In the 1990’s, new tools for early diagnosis and treatment increased the interest in early intervention in ASD, and especially with the role of parents in coordinating and delivering treatment. During my tenure at the Centre Hospitalier Douglas, I came to focus much of my clinical and research work on children with autism.
In 1994, I led the creation of an intensive, bilingual, multidisciplinary treatment program (the Therapeutic Nursery) with the support of other clinicians at the hospital. We coached small groups of parents on how to work directly with their toddler or preschooler on early social, communication, and play skills. Over the course of the 6 hour/week, 14 week program, parents also participated in parent education and support groups, while their child completed other assessments and interventions.
Over a 5 year period, I provided psychological services and acted as the team leader for the program. I also conducted full diagnostic assessments (using the ADOS and ADI-R), as well as cognitive and adaptive behavior assessments on all participating children. This program helped to extend the hospital’s ASD diagnostic clinic to address the needs of younger children.

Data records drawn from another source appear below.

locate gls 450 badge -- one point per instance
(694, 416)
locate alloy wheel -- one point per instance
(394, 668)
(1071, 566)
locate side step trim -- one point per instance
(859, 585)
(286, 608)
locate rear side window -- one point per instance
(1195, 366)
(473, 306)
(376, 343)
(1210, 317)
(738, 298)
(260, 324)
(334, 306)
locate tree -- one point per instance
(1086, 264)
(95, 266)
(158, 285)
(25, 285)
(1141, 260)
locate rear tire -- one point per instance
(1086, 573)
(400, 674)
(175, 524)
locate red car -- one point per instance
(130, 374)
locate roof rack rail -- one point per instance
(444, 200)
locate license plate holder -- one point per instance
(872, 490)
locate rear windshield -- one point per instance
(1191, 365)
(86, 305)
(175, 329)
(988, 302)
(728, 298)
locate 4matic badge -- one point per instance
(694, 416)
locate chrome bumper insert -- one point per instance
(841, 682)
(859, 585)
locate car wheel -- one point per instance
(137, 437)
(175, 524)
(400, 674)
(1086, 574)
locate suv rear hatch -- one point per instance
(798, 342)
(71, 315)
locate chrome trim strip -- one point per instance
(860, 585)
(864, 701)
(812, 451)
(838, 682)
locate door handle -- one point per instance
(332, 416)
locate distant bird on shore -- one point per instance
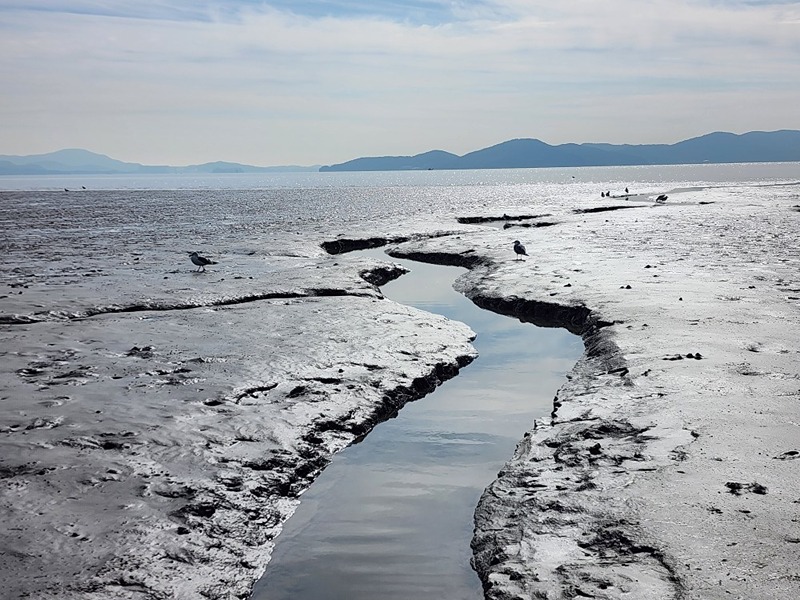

At the Douglas Hospital, I also began to recognize the potential impact of broad policy decisions on day-to-day clinical work, and sought other leadership opportunities. I was subsequently elected by 35o allied health professionals (e.g., all clinicians employed by the hospital who were neither physicians nor nurses) as one of five representatives. I served as Vice President of this elected body (the Multidisciplinary Council) for four years, representing the interests of our 350 members to the hospital's executive committee for all clinical, research, and administrative concerns. In that capacity, I also served as the sole representative of these 350 staff as a full member of the hospital's Board of Director for two years. I also served as Director of the Department of Psychology for Child and Adolescent Services over a one year period. A majority of my clinical and administrative work as well as a number of papers (Doehring, 2001), presentations, (Doehring, 1997), and other works (Doehring, 1997) were completed in French, a second language acquired as a young adult.
The importance of multi- and transdisciplinary teamwork was emphasized throughout my training, but early in my career I realized teamwork is not something that "just happens". It requires an understanding and an appreciation for the unique contribution of each discipline, and a team structure that balances leadership and shared decision making.
In the case of ASD, this is complicated by the fact that different disciplines espouse different theories about ASD, rely on different techniques for assessment and treatment, and may play different roles in hospital-, school-, and university-based programs. As the elected representative of multiple disciplines to the Hospital's executive, I met regularly with department heads to capture their concerns. In every organization in which I have worked since, I have sought to clarify the role(s) of each discipline, educate professionals about the roles and contributions of their colleagues, and actively championed teaming.